The cool breeze is coming in. I felt it the other day before Michigan’s fake fall turned and spiked back to 80˚. Come on. It’s getting to be potato chip leaf season. Just let the cool winds come in.
“Winds in the east, mist coming in, like somethin’ is brewin’ and bout to begin.” – Bert.
I love summer, I love spring, and I love the beginning of winter. Not the 6 months that we’ve been known to get, but I like when it’s fluffy and Christmasy. But. Fall is my favorite. Not only is it perfect weather to bake and eat warm comfy foods, but you get to wear your oversized sweatshirts from Aerie that you keep buying obsessively, to hide all the cozy foods. And walks around the neighborhood don’t end in you looking like a scene from the walking dead.
The Chef is the soup maker of the family. He’s able to whip these things up like they’re nothing. I asked him once when I was sick for some chicken soup, and 20 minutes later I had some of the best tasting chicken soup I’ve ever had. How?? It takes me that long to open up a can of a popular canned tomato soup and warm up a bowl. That might be a tad of an exaggeration, but you get it. He also has a line of brie soups that are out of this world. Who knew that brie would be such an extraordinary and perfect ingredient for soup? The flavor it brings makes your steaming bowl go past regular soup taste, but deals a sense of elegance. Call me crazy, but you have to try it.
This fall soup is extremely easy and doesn’t take hours to simmer and make. As long as you have your seasonings right and the soup base proportion is correct, it’s spot on. You could technically make your own soup broth, but when you don’t have 8-12 hours to sit and watch your chicken bones and veggies bring the juice, go with soup base. No one will think less of you. If they do, ditch em.
Our favorite soup base to use is Better Than Bouillon. My dad saw our Costco size container of it in the fridge and started talking about how great it was. He had leftover cottage cheese he had brought with him and the next morning I saw him sitting there eating his cottage cheese mixed with the chicken Better Than Bouillon for breakfast. He’s not kidding. He loves this stuff. I mean it is pretty delicious. There’s another recipe we have that we put a couple tablespoons of this base in for flavor enhancement. One time we forgot to add it in, and when we were tasting it to see if it was right, we tasted a huge difference. We quickly added it in and the result was instantly fixed. Better Than Bouillon should definitely be a staple in your house. (This is not a paid sponsorship for them. They’re just amazing.) Ok, enough about that.
To really make an amazing meal, pair it with some amazing homemade bread!
Remember, a bowl of vegetables with someone you love is better than a steak with someone you hate. -Proverbs 15:17 -The Everyday Chef and Wife-
- 1 pound of your local butchers hot Italian sausage
- 1 small wheel of brie( french if possible)
- 1/4 cup of chicken base( Better than Bouillon)

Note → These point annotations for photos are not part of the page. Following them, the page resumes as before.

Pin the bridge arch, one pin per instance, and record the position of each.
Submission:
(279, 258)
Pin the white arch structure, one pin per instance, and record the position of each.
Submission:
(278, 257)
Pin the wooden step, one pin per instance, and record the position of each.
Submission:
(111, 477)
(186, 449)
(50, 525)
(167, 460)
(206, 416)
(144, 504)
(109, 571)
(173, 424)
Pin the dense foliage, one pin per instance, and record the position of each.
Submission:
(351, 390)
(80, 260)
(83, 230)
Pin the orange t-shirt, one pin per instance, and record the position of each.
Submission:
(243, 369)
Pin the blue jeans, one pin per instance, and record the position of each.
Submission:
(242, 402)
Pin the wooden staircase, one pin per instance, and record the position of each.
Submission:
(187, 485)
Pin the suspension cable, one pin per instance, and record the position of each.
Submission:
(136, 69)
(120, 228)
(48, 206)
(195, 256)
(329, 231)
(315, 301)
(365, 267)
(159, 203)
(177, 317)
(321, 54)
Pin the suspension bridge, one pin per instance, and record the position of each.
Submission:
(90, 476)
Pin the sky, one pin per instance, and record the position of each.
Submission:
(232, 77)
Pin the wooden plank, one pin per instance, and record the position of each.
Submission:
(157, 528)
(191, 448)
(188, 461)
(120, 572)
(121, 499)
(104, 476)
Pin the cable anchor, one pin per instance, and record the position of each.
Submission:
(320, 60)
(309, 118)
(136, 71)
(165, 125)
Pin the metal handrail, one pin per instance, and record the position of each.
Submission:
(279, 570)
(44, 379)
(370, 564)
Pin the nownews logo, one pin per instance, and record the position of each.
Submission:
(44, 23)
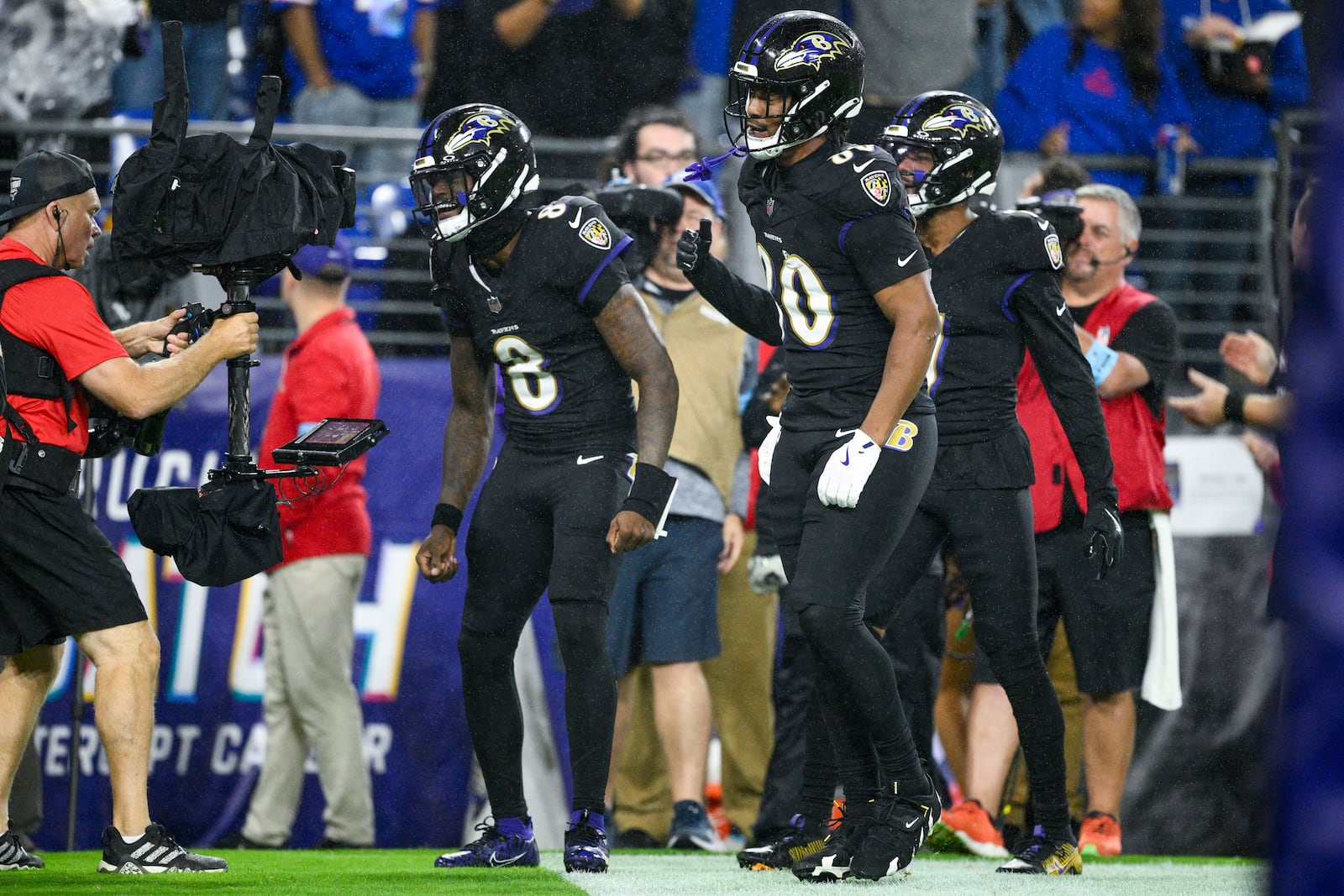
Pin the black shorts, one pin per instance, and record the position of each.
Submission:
(832, 553)
(58, 573)
(1106, 621)
(665, 605)
(541, 524)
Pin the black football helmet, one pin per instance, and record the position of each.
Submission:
(813, 60)
(964, 137)
(481, 160)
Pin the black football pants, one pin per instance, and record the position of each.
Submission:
(541, 523)
(831, 555)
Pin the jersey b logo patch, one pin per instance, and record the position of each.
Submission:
(596, 234)
(904, 437)
(1057, 255)
(878, 186)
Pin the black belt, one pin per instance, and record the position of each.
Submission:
(40, 466)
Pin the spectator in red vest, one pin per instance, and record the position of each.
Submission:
(1129, 338)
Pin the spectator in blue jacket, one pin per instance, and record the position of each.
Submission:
(360, 65)
(1231, 117)
(1099, 85)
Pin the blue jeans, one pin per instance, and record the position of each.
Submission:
(346, 105)
(138, 83)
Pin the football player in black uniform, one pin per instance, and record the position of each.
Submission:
(998, 288)
(543, 295)
(850, 298)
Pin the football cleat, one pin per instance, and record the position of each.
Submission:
(968, 828)
(1039, 855)
(1100, 836)
(585, 846)
(832, 862)
(905, 819)
(786, 848)
(154, 853)
(691, 828)
(15, 857)
(492, 849)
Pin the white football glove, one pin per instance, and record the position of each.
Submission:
(847, 470)
(766, 574)
(765, 454)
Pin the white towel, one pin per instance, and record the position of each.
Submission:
(1162, 674)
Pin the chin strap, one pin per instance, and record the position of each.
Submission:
(703, 170)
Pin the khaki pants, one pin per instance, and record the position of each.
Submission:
(739, 688)
(311, 701)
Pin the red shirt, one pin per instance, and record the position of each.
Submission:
(328, 371)
(58, 316)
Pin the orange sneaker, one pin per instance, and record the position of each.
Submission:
(1100, 835)
(968, 828)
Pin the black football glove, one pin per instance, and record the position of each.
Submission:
(1105, 537)
(694, 248)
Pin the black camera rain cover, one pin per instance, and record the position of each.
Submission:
(212, 201)
(221, 535)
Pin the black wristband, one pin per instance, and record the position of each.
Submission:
(447, 515)
(649, 493)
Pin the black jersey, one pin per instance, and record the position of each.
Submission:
(564, 390)
(998, 291)
(832, 230)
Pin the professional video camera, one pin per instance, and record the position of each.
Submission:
(644, 212)
(239, 212)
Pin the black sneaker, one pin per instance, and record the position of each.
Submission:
(832, 862)
(1042, 855)
(905, 819)
(785, 848)
(13, 856)
(585, 846)
(691, 829)
(154, 853)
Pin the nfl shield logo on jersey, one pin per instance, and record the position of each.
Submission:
(1057, 255)
(596, 234)
(878, 186)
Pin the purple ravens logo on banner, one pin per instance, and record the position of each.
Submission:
(958, 118)
(477, 129)
(878, 186)
(596, 234)
(812, 50)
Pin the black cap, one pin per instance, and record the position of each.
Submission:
(44, 177)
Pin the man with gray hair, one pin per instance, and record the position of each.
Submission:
(1129, 338)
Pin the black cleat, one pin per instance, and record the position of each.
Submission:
(785, 849)
(1042, 855)
(832, 862)
(905, 819)
(13, 856)
(155, 853)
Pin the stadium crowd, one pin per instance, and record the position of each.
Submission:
(866, 671)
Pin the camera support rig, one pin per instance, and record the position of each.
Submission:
(239, 281)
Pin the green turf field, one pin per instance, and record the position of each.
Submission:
(376, 872)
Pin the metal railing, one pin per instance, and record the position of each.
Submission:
(1218, 255)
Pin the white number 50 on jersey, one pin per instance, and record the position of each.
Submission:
(804, 298)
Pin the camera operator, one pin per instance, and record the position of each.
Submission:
(58, 574)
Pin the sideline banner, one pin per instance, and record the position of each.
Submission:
(208, 738)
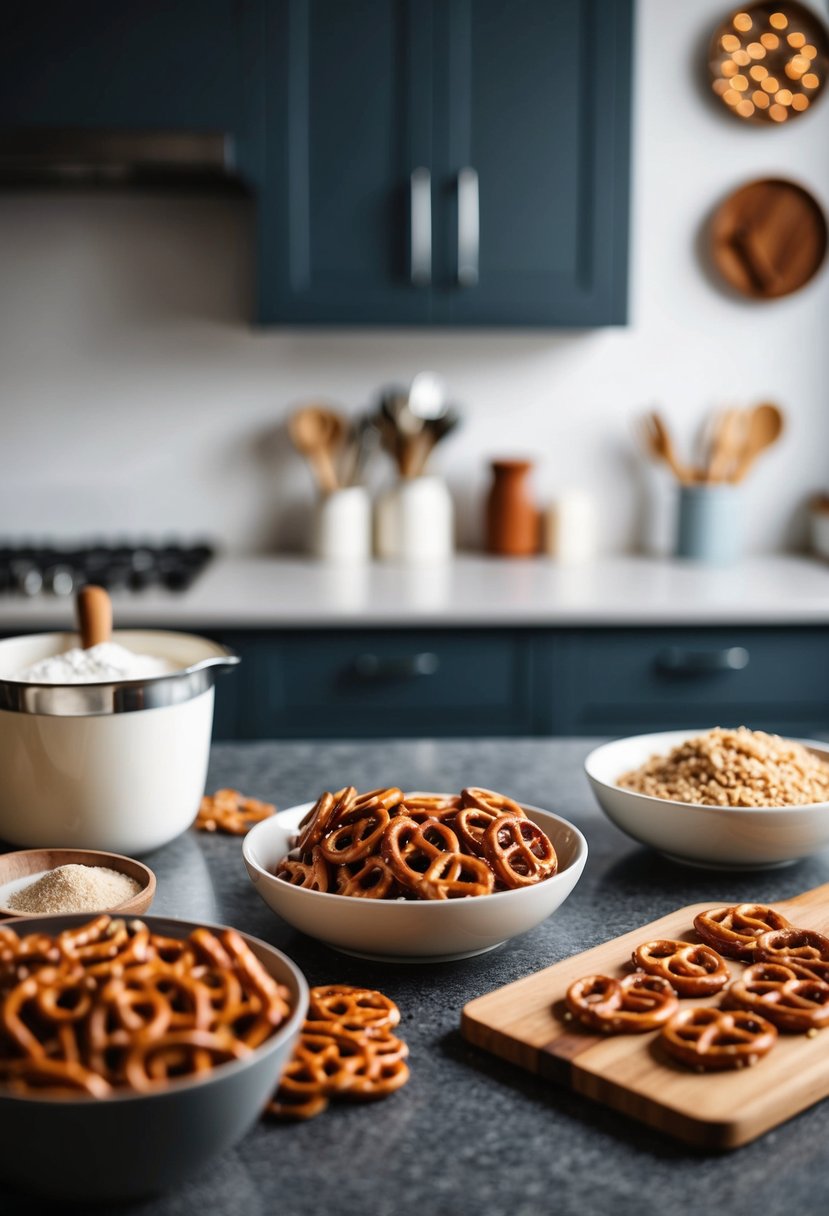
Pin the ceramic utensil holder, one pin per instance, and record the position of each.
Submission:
(342, 527)
(415, 522)
(709, 527)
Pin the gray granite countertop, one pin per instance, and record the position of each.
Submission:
(471, 1133)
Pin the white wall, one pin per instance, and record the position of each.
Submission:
(135, 397)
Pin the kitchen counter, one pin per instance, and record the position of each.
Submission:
(261, 592)
(471, 1133)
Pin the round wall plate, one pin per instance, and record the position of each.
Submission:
(768, 62)
(768, 238)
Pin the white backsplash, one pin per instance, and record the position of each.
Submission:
(136, 398)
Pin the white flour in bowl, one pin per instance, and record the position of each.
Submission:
(107, 660)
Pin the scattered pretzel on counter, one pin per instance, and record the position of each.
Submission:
(385, 844)
(734, 930)
(111, 1006)
(631, 1006)
(691, 968)
(231, 812)
(712, 1040)
(347, 1050)
(787, 996)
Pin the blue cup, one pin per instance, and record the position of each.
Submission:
(710, 523)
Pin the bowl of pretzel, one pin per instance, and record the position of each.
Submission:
(134, 1052)
(415, 877)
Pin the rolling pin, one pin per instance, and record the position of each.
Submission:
(94, 608)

- 1 large bunch of kale de-stemmed and ripped into smaller leaf sections
- 4 large carrots medium dice
- 2 large onions medium dice
- 5 stems of celery medium dice
- 3 quarts of water
- salt and pepper to taste
- 1. Find your best sturdy soup pot and place on a burner on medium to high heat.
- 2. Add your sausage and break up and sear in your pot until almost fully cooked.
- 3. Add your celery, onions, and carrots. allow to cook until golden edges
- 4. Whisk in a separate bowl the chicken base and water then add to soup pot.
- 5. Cut brie into 1 inch pieces and whisk into hot soup until creamy and dissolved
- 6. Add kale and stir, cook for ten additional minuets
- 7. Add salt and pepper to taste
- 8. Enjoy the heck out of it.
Lizzie says
Great recipe, thanks. I often use cheese (parmesan rinds in particular) in soups, but Brie is a new one. The one change I will need to make, however, to retain domestic harmony around here, will be to use spinach instead of kale. The Honey simply cannot ABIDE kale.
Spinach would be just as good I think! You should definitely try it out and let us know what he thinks! I’ve heard of parmesan rinds in soups too but I’ve never tried it myself. I bet it would be delicious! Thanks for checking the blog out!
The spinach was a huge hit, but the brie stole the show! Couldn’t be simpler to make, and just delicious. Thanks!
Yay!!!! That makes us so excited when people try the recipes and then let us know how they like it!! Thanks for following up!!!